The year’s best song is much like the year’s best artist—it’s about impact. One has to, then, consider whether that’s measured by radio play and charts, or if there’s something more.Chris Tomlin, for example, offers something more by crafting songs regularly sung by churches around the world. This year’s primary offering is “Jesus Messiah,” an okay song that’s sure to be nominated—but should it? Listeners seem divided on this one, just as they were with “Made to Worship” a couple years back. Besides, there are better songs on the recently released Hello Love, so it’s likely Tomlin will offer a stronger contender in 2009. Marvin Sapp‘s “Never Would Have Made It” smashed records as the longest running No. 1 single on radio, so its impact is undeniable. But once again, we’re talking about a song eligible last year—has its time past or is its impact even more significant this year than last?

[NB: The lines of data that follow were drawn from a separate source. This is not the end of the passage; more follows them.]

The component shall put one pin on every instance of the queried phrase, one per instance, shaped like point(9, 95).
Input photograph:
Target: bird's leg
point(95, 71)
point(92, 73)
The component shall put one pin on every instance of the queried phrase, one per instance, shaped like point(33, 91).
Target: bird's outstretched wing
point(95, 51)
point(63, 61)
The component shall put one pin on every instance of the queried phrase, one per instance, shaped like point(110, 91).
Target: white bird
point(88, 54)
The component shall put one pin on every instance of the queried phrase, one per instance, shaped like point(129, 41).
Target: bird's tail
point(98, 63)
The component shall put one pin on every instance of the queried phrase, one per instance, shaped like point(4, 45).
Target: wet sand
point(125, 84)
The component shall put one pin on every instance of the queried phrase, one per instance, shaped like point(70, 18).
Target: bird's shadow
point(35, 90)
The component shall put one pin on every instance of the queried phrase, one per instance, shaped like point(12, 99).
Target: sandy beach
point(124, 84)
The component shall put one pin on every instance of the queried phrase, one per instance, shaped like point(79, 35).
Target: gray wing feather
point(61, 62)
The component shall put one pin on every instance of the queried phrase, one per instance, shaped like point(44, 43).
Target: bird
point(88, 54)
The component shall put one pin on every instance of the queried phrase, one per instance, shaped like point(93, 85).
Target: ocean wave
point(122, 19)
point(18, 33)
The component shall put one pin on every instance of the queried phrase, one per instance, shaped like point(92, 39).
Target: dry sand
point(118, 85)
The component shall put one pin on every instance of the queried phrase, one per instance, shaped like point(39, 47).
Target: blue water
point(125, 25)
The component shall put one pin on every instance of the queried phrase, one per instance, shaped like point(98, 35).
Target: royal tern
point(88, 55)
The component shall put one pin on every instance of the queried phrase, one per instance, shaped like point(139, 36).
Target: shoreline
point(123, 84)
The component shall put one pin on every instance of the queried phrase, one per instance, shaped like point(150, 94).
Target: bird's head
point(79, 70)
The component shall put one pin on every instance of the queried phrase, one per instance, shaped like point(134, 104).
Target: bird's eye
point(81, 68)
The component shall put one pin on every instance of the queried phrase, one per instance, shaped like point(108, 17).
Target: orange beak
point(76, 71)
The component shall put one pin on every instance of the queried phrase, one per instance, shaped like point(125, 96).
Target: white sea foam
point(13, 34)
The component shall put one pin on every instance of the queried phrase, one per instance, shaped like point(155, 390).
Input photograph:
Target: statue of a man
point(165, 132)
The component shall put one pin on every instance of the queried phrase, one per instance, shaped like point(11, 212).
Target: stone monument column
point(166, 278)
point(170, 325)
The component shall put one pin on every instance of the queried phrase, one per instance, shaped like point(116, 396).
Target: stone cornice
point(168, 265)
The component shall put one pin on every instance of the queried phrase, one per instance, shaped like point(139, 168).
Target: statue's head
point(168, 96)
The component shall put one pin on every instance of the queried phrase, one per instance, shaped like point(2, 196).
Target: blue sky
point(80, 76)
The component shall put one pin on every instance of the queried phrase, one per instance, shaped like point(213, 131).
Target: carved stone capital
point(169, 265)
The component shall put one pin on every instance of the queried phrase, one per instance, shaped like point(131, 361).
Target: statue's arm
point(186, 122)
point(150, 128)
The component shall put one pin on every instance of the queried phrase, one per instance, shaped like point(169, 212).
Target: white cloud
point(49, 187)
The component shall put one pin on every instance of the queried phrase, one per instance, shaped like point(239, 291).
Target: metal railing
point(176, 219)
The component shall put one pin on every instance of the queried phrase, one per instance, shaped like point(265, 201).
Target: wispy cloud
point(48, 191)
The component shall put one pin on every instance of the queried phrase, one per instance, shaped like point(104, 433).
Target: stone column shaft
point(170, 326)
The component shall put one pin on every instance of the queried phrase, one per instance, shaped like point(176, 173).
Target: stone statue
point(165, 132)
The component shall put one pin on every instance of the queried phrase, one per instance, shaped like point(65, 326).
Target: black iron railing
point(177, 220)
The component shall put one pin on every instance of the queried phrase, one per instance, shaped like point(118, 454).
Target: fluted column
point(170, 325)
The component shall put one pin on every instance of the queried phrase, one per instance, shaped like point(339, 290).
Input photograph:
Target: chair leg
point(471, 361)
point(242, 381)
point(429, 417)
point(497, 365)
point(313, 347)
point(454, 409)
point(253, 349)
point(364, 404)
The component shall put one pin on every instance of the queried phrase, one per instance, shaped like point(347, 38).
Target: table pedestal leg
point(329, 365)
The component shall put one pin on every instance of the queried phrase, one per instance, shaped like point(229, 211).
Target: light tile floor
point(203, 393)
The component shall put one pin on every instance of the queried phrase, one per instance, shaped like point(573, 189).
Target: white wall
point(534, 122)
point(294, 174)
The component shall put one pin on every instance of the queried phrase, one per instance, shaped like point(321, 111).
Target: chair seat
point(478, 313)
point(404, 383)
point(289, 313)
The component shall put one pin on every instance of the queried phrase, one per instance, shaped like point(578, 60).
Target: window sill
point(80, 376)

There’s sure to be support for a Casting Crowns song, due to their overwhelming popularity. But if people are being realistic, neither “Every Man” or “Slow Fade” have connected as much as last year’s “East to West” or any of their previous hits.
Other possibilities include “I Am God,” Kirk Franklin‘s heavy-hitting hip-hop/gospel/rock single with tobyMac, as well as “Make Some Noise,” the generalized call to action from Krystal Meyers heard on radio and used in commercials all over. If Steven Curtis Chapman‘s music is connecting more deeply too, then don’t be surprised to see his wistful “Cinderella” as a nominee.
However, the predictable frontrunners are surely the anthemic AC ballads from two of Christian music’s most popular bands: MercyMe‘s “God with Us” and Third Day‘s “Call My Name.” And both are certainly worthy of consideration— and, interestingly enough, they’re similarly themed, focused on God’s unfailing presence.
A long-shot pick would be Phil Wickham‘s “True Love,” a stirring and passionate summary of Christ’s sacrifice for us—audiences are singing to this at the top of their lungs in concert, and it’s faring well on radio. Also, Bebo Norman‘s “Britney” is a personal favorite—a charming acoustic pop song that sympathizes with Britney Spears. It’s both culturally relevant and convicting, reminding us of two key points: that Christians are sometimes quicker to judge than they are to love, and that no one is beyond God’s love and grace.